Worst post Lowest signal in the loaded public posts. Checks what did not carry the same attention.
Next test One specific creative experiment. Turns research into action.

Example summary

Recommendation

Competitor posts with product-in-motion visuals and creator-style captions are carrying the strongest attention signal. Build one visual post and one short reel around the same product idea, then track comments and saves separately.

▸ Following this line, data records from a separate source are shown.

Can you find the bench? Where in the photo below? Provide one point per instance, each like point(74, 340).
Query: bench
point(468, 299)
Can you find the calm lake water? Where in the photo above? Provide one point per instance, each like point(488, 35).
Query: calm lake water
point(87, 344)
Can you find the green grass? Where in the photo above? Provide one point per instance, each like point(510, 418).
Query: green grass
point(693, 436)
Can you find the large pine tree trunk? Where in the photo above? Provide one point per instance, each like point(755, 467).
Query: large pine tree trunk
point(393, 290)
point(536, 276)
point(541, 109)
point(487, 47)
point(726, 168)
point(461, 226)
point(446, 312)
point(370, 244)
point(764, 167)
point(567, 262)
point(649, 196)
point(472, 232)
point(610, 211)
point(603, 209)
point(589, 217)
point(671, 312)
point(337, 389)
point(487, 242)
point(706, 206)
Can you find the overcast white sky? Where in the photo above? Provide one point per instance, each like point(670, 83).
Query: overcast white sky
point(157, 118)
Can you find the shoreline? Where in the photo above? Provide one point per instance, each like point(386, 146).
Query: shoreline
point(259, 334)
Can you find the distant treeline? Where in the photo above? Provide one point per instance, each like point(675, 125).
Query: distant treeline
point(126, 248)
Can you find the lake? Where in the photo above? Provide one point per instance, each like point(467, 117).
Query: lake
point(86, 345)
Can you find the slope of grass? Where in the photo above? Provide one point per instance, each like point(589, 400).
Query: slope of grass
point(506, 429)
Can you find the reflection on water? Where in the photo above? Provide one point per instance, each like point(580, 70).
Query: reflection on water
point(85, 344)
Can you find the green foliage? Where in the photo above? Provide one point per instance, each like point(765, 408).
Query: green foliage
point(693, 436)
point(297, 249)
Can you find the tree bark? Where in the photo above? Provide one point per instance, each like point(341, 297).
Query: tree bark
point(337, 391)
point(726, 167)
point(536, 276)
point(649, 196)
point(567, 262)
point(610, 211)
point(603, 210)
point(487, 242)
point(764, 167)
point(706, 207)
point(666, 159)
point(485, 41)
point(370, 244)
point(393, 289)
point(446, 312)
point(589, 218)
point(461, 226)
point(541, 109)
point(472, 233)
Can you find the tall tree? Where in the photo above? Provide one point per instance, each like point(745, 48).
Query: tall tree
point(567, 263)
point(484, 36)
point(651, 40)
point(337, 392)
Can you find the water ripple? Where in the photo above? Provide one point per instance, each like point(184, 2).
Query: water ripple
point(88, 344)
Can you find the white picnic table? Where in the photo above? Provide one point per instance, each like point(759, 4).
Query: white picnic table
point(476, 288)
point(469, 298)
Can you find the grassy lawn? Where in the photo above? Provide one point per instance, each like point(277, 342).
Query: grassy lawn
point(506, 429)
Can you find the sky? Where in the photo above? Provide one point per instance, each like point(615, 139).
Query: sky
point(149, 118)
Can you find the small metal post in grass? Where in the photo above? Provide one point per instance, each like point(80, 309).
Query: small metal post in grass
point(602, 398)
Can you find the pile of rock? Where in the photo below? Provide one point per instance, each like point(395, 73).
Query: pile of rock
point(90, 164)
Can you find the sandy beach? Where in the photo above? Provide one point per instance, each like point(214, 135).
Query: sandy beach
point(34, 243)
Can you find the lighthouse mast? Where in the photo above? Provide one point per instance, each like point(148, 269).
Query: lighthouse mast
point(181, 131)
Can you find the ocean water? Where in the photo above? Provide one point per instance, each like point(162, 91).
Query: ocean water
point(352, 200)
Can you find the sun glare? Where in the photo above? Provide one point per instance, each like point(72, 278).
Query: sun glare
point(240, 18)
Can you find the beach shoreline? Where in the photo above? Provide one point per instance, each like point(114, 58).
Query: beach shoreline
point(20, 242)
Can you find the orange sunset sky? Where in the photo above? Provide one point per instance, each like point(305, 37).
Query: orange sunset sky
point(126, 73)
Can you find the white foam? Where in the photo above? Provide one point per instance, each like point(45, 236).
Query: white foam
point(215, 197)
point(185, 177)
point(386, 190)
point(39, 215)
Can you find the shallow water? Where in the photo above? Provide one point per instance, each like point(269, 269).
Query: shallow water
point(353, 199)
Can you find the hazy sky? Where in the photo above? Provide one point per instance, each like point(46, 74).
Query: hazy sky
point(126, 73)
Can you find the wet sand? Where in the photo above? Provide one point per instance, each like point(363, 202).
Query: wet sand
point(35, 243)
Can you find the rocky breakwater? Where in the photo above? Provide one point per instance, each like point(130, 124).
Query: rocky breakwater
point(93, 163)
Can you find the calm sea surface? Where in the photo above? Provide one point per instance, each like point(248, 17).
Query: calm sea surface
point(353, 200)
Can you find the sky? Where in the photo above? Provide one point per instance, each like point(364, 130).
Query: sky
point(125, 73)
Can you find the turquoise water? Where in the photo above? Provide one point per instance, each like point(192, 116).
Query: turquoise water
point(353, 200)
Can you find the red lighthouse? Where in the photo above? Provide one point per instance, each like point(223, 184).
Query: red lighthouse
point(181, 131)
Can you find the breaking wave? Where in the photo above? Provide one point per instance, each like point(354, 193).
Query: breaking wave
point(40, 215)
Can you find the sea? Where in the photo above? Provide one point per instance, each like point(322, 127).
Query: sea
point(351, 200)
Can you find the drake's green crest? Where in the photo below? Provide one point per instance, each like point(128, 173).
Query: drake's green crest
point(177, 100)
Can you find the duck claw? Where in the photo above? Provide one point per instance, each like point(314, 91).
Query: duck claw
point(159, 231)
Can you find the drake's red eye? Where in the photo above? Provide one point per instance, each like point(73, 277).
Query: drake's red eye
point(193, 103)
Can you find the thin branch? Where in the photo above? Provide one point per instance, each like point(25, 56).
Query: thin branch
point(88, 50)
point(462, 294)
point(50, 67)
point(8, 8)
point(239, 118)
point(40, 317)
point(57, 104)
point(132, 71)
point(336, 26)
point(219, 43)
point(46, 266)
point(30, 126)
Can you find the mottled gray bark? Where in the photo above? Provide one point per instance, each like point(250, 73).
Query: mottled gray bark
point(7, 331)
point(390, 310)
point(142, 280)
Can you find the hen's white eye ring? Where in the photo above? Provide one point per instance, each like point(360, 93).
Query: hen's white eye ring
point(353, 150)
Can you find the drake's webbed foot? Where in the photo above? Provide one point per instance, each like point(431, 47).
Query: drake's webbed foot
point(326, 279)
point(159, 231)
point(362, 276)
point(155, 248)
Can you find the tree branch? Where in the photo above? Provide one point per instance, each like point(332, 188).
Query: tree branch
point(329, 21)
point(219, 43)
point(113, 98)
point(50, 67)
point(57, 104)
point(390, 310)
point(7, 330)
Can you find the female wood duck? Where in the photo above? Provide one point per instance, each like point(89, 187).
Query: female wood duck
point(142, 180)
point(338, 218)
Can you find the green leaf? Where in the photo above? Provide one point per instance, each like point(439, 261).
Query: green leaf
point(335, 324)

How to build it in InstaSeer

  1. Run a public handle. Start with a single competitor or use compare mode for two handles.
  2. Open the post list. Review the visual cards before accepting the summary.
  3. Filter by format. Separate reels, posts, and carousels to avoid mixing signals.
  4. Use source links. Open the original public post before writing the takeaway.
  5. Export or brief. Keep the exact fields that support the recommendation.

Why this beats a generic report

Generic competitor reports often over-index on follower counts, screenshots, or vague inspiration. A source-backed report keeps the decision tied to what was actually posted: the date, format, caption, visible public metrics, and original source.

FAQ

What should an Instagram competitor report include?

Include scope, public posts, dates, formats, captions, engagement, source links, cadence, strongest examples, lowest-signal examples, and a next test.

Can I use this report with clients?

Yes, as long as you keep the scope clear and connect conclusions to public source posts instead of claiming complete platform data.